Impacts of plant extended phenotype (endophyte) and grass species on the abundance of influential fungal genera within the PLSDA related to Experiment 2. Only those genera that featured strongly as VIP >1 were analysed further using either (a–c) two-way ANOVA or (d) one-way ANOVA. Untransformed means of statistically significant different genera (P < 0.05) are shown. (a) Black open bars, RG_nil (ryegrass without endophyte); black closed bars, RG_EP (ryegrass infected with Epichloë sp.); blue open bars, MF_nil (meadow fescue without endophyte); blue closed bars, MF_EP (meadow fescue infected with Epichloë uncinata U2,); red open bars, TF_nil (tall fescue without endophyte); red closed bars, TF_EP (tall fescue infected with Epichloë coenophiala AR542). (b) Open bars, nil (grasses without endophyte); closed bars, grasses infected with Epichloë sp.. (c) Black bars, RG (ryegrass); blue bars, MF (meadow fescue); red bars, TF (tall fescue). (d) Open bars, RG_nil (ryegrass without endophyte); closed bars, RG_WT (ryegrass infected with E. festucae var. lolii wild-type); downward striped bars, RG_AR1 (ryegrass infected with E. festucae var. lolii AR1); upward striped bars, RG_AR37 (ryegrass infected with Epichloë sp.
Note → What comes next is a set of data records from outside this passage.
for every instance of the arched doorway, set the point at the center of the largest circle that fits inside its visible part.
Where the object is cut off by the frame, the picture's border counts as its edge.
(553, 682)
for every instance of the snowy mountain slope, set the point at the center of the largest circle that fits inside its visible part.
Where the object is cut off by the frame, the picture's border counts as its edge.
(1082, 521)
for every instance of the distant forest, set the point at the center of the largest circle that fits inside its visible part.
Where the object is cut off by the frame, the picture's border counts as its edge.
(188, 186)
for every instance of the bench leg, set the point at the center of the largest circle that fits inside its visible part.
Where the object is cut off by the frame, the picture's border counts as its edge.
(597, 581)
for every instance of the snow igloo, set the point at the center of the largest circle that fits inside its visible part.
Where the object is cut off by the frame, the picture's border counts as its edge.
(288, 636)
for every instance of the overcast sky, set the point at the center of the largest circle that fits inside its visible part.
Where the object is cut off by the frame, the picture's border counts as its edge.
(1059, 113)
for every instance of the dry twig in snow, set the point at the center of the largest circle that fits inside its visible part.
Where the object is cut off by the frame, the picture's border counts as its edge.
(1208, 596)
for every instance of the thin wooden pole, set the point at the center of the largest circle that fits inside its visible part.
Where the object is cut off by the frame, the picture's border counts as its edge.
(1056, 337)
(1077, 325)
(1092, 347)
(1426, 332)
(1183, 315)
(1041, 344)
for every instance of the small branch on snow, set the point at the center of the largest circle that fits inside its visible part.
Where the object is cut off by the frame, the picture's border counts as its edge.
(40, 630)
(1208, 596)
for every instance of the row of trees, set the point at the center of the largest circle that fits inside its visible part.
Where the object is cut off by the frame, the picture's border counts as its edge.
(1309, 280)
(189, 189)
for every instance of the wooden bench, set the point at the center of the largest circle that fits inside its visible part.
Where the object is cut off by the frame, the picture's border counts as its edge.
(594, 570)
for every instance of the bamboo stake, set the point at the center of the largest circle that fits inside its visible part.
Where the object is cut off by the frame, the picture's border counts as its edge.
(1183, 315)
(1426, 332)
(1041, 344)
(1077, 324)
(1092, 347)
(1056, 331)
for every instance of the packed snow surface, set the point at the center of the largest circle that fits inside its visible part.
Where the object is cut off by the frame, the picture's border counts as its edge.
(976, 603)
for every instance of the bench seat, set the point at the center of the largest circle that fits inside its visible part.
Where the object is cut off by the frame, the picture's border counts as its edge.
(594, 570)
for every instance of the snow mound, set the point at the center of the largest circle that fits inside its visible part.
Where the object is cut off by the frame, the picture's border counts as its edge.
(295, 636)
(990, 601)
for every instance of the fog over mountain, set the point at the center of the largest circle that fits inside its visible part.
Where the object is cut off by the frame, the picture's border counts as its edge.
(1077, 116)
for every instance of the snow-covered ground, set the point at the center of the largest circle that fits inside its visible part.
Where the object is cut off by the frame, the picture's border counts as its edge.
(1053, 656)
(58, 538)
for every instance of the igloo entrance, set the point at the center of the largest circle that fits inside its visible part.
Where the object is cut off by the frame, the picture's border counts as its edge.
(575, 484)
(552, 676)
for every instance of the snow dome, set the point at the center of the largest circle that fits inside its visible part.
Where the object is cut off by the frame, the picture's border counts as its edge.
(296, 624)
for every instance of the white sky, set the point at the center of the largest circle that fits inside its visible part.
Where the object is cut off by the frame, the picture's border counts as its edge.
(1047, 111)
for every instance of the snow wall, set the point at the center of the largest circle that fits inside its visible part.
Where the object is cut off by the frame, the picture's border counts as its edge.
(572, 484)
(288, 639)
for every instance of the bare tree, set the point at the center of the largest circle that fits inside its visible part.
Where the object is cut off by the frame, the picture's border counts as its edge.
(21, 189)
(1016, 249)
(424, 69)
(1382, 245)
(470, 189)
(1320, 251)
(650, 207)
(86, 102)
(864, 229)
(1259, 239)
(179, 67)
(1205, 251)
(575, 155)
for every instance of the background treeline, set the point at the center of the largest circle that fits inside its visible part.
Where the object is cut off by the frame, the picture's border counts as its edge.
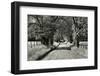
(48, 29)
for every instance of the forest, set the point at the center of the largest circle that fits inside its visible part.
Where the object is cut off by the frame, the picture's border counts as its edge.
(50, 29)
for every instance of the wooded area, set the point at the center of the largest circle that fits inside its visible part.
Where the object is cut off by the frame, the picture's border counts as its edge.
(48, 29)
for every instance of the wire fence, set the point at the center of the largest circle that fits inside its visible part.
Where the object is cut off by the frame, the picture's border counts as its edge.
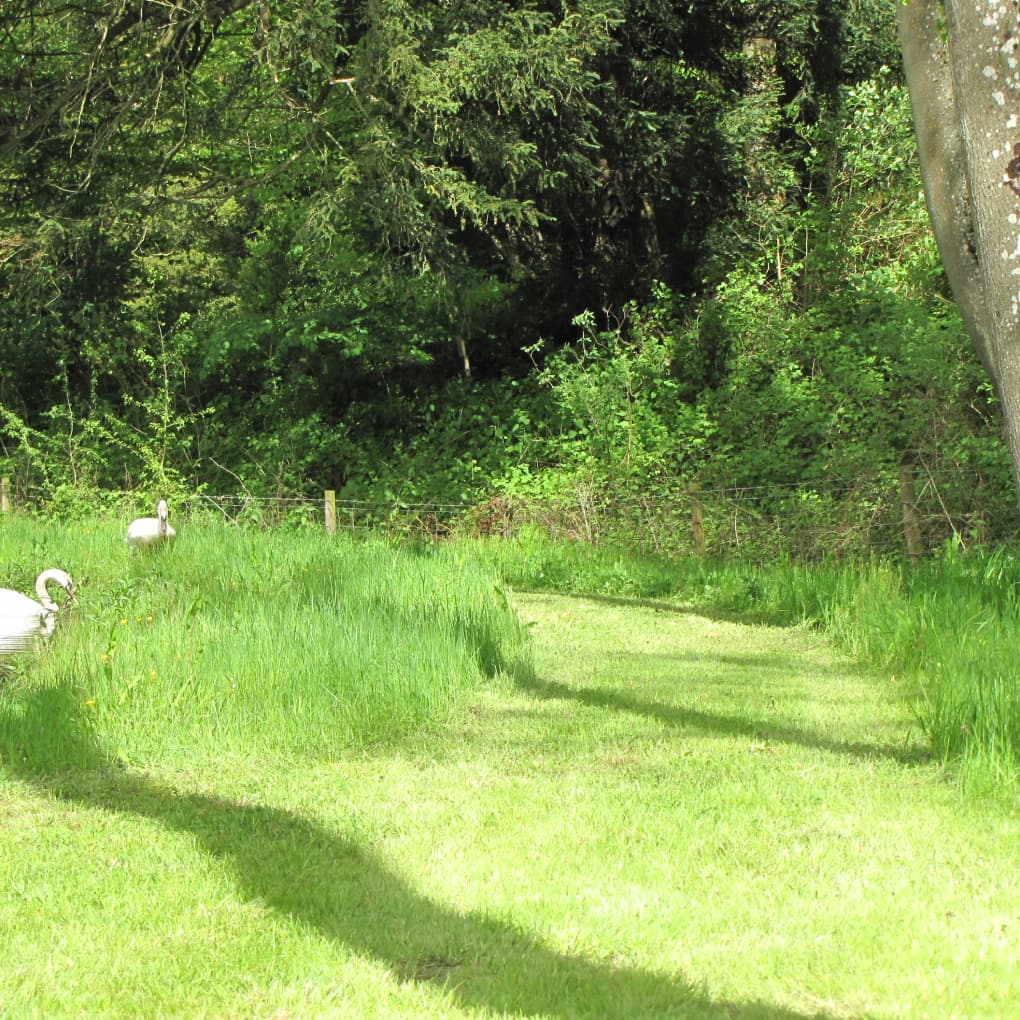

LpTG-3 strain AR37); stippled bars, RG_NEA2 (ryegrass infected with E. festucae var. lolii NEA2). Abundances were Box–Cox transformed prior to ANOVA; within each genus, treatment means with the same letter are not significantly different according to Tukey’s HSD at P = 0.05.
In total, 22 bacterial genera were significantly different (VIP >1.0), with seven of these being most important for segregation on axis 1, seven on axis 2, seven on axis 3, and one on axis 4. Six bacterial OTUs were significantly affected by the interaction between grass species and endophyte infection (Fig. 6a). Flavisolibacter sp. (Bacteroidetes, Chitinophagaceae) and Opitutus sp. (Verrucomicrobia) were more abundant in RG_nil soil than in MF_nil and TF_nil soils (Flavisolibacter sp.), and in TF_nil soil only (Opitutus sp.) (Fig. 6a). An unclassified Verrucomicrobiaceae was more abundant in MF_nil than in TF_nil soil, while an unclassified Bacillales and the nitrite-oxidising nitrifier Nitrospira sp. were most abundant in TF_EP soil. Verrucomicrobium sp. was more abundant in MF_nil soil than in RG and TF_nil soils. Two bacterial OTUs were significantly affected by the endophyte status of the grass species: the N-fixing Rhizobium sp. and the Gammaproteobacteria Legionella sp., both of which were less abundant in soils from endophyte-infected than uninfected grasses (Fig. 6b). Most bacterial genera (14) were affected by grass species and the groups with abundance >15 were further analysed. The Actinobacterium Conexibacter sp. and an Acidobacteria_Gp1 were more abundant in RG than in MF and TF soils, whereas the Acidobacteria_Gp3, the Chitinophagaceae Segetibacter sp. and an unclassified Myxococcales were more abundant in RG and TF than in MF soils (Fig. 6c). The Sphingobacteria Mucilaginibacter sp. was most abundant in RG and MF soils. The Bacillales Mucilaginibacter sp., an unclassified Polyangiaceae and OD1 were all most abundant in TF soils (Fig. 6c). Three bacterial genera were differentially affected by endophytic strain. An unclassified Chitinophagaceae, an unclassified Sphingomonadales and the Actinobacterium Solirubrobacter sp. were all highly abundant in RG_nil and RG_AR37 soils (Fig. 6d).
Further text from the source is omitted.